The Fight for Australian Culture - part four

Notes on Australia's Culture


It has been said by some that Australia's civilisation and culture has only the experience, depth, and basis of just some 200 years. How wrong they are!

While the Australia-specific part of our culture and civilisation is just over 200 years old, the depth of our civilisation goes thousands of years beyond that.

Those that settled Australia did not "step off the boat" as some primitive form of Neanderthal Man, with just some sort of Stone Age civilisation; they arrived here bearing within them some thousands of years of European heritage and civilisation.

Australian culture was formed using British culture as its basis. Indeed, the formation of modern British culture itself has to a certain extent lent upon a Latin-Greek-French basis. The natural procession of cultural formations explains the mechanics and existence of Australian culture, but in no way negates the remaining fact: Australia processes a distinct and unique national culture of its own.

Australia is a part of wider European Civilisation and of the wider European Culture; in 1788 we diverged along a path that was different to those of the nations in Europe, but one that nonetheless carried with it the depth of all prior European Civilisation (especially that of Britain).

Australia's culture is unique, and its primary basis is that derived from its native-born heritage, history, and environment; however, its depth is that of the wider European Civilisation and Culture.


"Australia" is a European concept. The Aborigines knew the earth that they walked on simply as "the land" or "the world" - they had no concept of Australia as a geographic, or continental, entity. It would be more correct to say that the Aborigines belonged to the "Dreamtime", rather than to Australia.

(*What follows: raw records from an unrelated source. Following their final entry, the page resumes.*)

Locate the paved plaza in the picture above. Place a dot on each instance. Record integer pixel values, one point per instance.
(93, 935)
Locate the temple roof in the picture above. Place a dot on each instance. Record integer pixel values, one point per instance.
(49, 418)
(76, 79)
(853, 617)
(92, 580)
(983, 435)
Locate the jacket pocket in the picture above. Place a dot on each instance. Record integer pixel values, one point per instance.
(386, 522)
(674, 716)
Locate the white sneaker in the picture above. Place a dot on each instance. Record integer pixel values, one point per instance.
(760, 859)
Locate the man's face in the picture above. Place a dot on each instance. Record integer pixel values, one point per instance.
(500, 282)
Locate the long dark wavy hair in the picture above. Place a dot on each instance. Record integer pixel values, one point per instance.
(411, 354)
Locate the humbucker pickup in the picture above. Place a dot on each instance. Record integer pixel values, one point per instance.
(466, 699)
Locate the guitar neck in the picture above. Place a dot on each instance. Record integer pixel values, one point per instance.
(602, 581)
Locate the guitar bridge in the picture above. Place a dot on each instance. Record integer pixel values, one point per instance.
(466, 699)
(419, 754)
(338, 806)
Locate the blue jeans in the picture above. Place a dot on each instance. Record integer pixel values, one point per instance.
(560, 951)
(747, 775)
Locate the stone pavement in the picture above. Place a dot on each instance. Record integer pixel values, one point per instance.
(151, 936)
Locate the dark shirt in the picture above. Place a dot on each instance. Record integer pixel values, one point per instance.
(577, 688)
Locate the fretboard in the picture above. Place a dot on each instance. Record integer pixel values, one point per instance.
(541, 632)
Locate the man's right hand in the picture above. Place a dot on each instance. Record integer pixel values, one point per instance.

The Aborigines certainly had no concept of Australia as a national entity (nationalism itself is a European concept, which arose in the eighteenth century, out of the ruins of the old Empires and feudal states); they themselves did not constitute a nation, or nations, as - just like the European peoples at a similar Stone Age level of development - they were simply a collection of tribes.

Modern rendering of tribes as "nations" is farcical, if not downright idiotic (or intellectually dishonest, as some writers have a vested interest - whether ideological or sociological - in seeing the status of some native tribes being lifted up to the status of "nations"); no matter whether such tribes referred to are American Indian, Australian Aborigine, European, or whatever.

Thus, the very concept of "Australia", and the vision, destiny, and identity of Australian Nationalism, belong solely to the new European people of the "sixth continent": the Australians.

Note 1: Aborigines are a part of Australia; they are "Australian" insofar as they are "Australian Aborigines"' but they are not "Australian" in the European, or National, sense of the word.

Note 2: The word "Australian" was used by some early explorers to describe the Aborigines. The term was used in a purely geographical sense (i.e. not in a National sense), and such use of "Australian" as a reference to the Aborigines soon passed.

Note 3: Asians (and Africans, Melanesians, Polynesians, etc.) in Australia may be considered by law to be legally "Australian", they may even be born in Australia, but they are not "Australians". Australia is a Nation; a Nation is a unified homogeneous people sharing a common country, culture, identity, language, and racial background; therefore, those Asians, etc., residing in our country are simply "Australian residents" - they are not, and never will be, part of the Australia nation. In the European, or National, sense of the word - in the true sense of the word - they are not "Australian".